Et les éditions Rivages commencent fort avec L’île de silicium, un techno-thriller implacable qui aborde la thématique de l’écologie en nous emmenant sur une île décharge saisissante de réalisme. L’île de silicium est une île imaginaire qui s’inspire de la ville de Guiyu en Chine proche de la région natale de l’auteur. C’est une île plombée et polluée par les déchets électroniques envoyés du monde entier pour y être triés et recyclés. Toute la population de l’île s’articule autour de ces déchets créant un véritable enjeu économique qui a encouragé l’émergence de trois clans qui s’affrontent sur ce terrain. Et au début du roman, une quatrième puissance va débarquer sur l’île sous l’égide de Scott Brandle, un américain venu proposer la création d’une usine de recyclage afin d’améliorer les conditions de travail sur l’île et de lutter contre la catastrophe écologique engendrée par la montagne de déchet en compagnie de son assistant Dang Kai-zong. Une proposition louable a première vue, mais qui va accentuer les tensions entre les clans.
L’île de silicium est un roman coup de poing au rythme assez lent et à l’atmosphère glaçante. Chen Qiufan décrit très bien la situation dramatique de la Chine face à la gestion de ces déchets électroniques qui s’accumulent et mettent le monde face à un risque écologique majeur.
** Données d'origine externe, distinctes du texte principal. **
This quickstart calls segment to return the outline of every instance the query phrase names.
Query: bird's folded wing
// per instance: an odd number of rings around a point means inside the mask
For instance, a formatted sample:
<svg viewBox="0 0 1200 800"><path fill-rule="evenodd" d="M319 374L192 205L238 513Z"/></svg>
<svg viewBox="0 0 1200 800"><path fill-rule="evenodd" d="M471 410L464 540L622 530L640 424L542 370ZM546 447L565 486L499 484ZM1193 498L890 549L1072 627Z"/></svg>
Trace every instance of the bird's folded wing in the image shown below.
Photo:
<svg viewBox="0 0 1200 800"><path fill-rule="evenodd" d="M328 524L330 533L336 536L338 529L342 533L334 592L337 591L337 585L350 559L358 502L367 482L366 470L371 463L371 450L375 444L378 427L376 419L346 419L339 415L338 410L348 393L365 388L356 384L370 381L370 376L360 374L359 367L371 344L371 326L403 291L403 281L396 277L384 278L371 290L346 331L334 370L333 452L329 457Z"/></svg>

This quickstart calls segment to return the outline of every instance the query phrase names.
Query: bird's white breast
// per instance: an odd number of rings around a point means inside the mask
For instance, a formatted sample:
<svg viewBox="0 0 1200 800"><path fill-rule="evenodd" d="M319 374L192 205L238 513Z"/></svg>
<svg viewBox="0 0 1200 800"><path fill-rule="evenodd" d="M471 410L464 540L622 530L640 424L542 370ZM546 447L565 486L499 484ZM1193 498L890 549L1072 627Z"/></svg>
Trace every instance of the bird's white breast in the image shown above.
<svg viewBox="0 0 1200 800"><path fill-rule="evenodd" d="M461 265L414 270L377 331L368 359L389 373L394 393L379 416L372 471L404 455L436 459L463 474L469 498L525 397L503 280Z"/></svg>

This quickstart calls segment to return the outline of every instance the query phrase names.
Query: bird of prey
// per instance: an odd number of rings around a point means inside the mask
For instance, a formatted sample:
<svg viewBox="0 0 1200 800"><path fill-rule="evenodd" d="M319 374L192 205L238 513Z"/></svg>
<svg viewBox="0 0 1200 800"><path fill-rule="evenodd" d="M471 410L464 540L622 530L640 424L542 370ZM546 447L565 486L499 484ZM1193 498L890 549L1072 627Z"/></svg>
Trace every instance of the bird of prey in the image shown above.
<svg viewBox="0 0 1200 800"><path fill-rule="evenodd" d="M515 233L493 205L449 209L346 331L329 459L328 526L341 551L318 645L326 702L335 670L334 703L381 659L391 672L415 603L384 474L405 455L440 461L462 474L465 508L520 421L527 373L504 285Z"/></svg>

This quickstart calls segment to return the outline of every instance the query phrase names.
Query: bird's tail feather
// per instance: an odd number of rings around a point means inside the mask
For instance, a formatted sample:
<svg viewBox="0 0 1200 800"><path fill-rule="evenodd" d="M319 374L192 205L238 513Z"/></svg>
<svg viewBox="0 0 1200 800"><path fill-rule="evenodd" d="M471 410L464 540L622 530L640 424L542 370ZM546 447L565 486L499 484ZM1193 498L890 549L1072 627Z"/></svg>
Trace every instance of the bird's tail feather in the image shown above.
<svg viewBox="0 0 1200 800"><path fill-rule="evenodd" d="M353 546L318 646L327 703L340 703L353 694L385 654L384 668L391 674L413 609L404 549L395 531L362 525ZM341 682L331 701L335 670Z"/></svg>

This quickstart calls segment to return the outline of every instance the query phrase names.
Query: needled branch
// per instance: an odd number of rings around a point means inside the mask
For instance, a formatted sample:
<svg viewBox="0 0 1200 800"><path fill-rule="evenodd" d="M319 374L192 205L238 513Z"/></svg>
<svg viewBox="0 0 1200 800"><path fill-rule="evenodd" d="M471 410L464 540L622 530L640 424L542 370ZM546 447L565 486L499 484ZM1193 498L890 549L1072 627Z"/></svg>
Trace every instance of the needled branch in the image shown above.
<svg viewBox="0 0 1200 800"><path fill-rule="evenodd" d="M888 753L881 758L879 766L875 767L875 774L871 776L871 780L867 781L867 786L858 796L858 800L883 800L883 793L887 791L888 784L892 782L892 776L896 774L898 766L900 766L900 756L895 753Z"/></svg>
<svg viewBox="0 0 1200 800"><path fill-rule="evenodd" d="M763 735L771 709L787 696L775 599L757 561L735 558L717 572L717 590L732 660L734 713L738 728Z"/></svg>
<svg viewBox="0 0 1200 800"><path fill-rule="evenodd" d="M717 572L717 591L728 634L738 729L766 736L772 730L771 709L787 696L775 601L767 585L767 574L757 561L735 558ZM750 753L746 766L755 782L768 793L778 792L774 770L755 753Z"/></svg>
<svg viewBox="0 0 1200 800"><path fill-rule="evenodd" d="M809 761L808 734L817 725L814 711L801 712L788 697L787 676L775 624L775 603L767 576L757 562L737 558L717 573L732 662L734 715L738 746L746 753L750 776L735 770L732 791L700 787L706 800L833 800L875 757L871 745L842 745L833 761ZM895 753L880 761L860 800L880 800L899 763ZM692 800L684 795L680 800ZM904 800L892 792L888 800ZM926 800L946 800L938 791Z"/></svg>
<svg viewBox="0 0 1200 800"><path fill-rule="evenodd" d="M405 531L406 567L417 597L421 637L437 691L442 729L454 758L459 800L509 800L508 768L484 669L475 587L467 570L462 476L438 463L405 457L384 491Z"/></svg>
Il montre parfaitement toutes les dichotomies qui empêchent la situation de s’améliorer aussi bien d’un point de vue humain qu’économique. Il met en lumière l’exploitation d’une partie de la population, ces migrants qui viennent sur l’île de silicium avec des rêves plein la tête, mais qui pour beaucoup n’en repartiront jamais. S’il y a bien une trame narrative au récit, on ressent surtout le désir de l’auteur de faire un état des lieux de la catastrophe qui se joue en n’épargnant personne, ni cette Chine aux technologies hyper avancées mais qui continue de s’enliser dans de vieilles traditions ni les Etats-Unis qui cachent derrière de belles paroles de traits manipulateurs et égoïstes.
Ainsi l’île de silicium n’épargne personne, ni le lecteur ni les personnages. Le roman est assez âpre et cache des scènes dures et réalistes. Tous les personnages possèdent des traumatismes et des histoires particulièrement difficiles que l’auteur exploite plus par désir de dénonciation et que réellement pour creuser la psychologie de ses personnages. Au cœur de sa dénonciation, l’auteur place la figure de Xiaomi jeune déchetière qui va se rapprocher de Dang Kai-zong. La jeune femme va devenir le symbole de la violence et de la lutte qui va éclater sur l’île, faisant le lien entre les différents clans et les américains. C’est également le personnage qui va creuser tout l’aspect technologique et science-fictif de l’intrigue suite à un retournement de situation qui se produit au milieu du récit. La scène en question est assez impressionnante et les conséquences qui en découlent redonnent de l’énergie au récit qui se perd parfois sous de longues descriptions et une certaine distance que l’auteur installe avec les personnages nous plaçant comme observateur impuissant. De enjeux nouveaux arrivent ainsi dans la deuxième partie, toujours là pour appuyer la critique sociétale et viennent accentuer l’aspect dérangeant du récit, ce qui le rend plus percutant. La fin retombe dans quelques facilités, mais de manière générale l’auteur réussit à faire passer son message et à nous immerger dans l’horreur social, écologique et économique de cette île-déchet.
Chen Qiufan nous propose donc ici un roman sans concession, pas toujours facile à lire et à appréhender, mais qui énonce un état des lieux glaçant et désespéré de la société actuelle et des catastrophes écologiques à venir. Une bonne façon de mieux comprendre le contexte socio-économique de la Chine exposé par un auteur qui s’est inspiré de sa propre expérience et qui ne cherche pas à masquer ou atténuer la réalité de la situation de son pays d’origine.
bonne lecture

D’autres avis : Lectures du Maki

11 réflexions sur “[Chronique] L’île de silicium, de Chen Qiufan

  1. Jae_Lou 26 octobre 2022 / 8 h 09 min

    Ah ben je n’étais pas spécialement attirée par ce récit mais tu pique ma curiosité !

    Aimé par 1 personne

  2. tampopo24 26 octobre 2022 / 12 h 35 min

    C’est justement cette noirceur dans le propos, cette dénonciation des dérives qui pourraient arriver et sont déjà là qui m’a plu.
    J’ai hâte de découvrir les prochains titres de la collection qui ont tous des titres vendeurs.

    Aimé par 1 personne

    • Sometimes a book 26 octobre 2022 / 17 h 26 min

      Oui le ton du roman est vraiment réussi et percutant et je pense que c’était vraiment la volonté de l’auteur ! Je suis aussi très curieuse des prochains titres de la collection

      Aimé par 1 personne

  3. Les Lectures du Maki 26 octobre 2022 / 18 h 16 min

    Merci pour le lien.

    Je partage ton avis sur cette atmosphère glaciale et sur cette réalité avec laquelle il faudra faire.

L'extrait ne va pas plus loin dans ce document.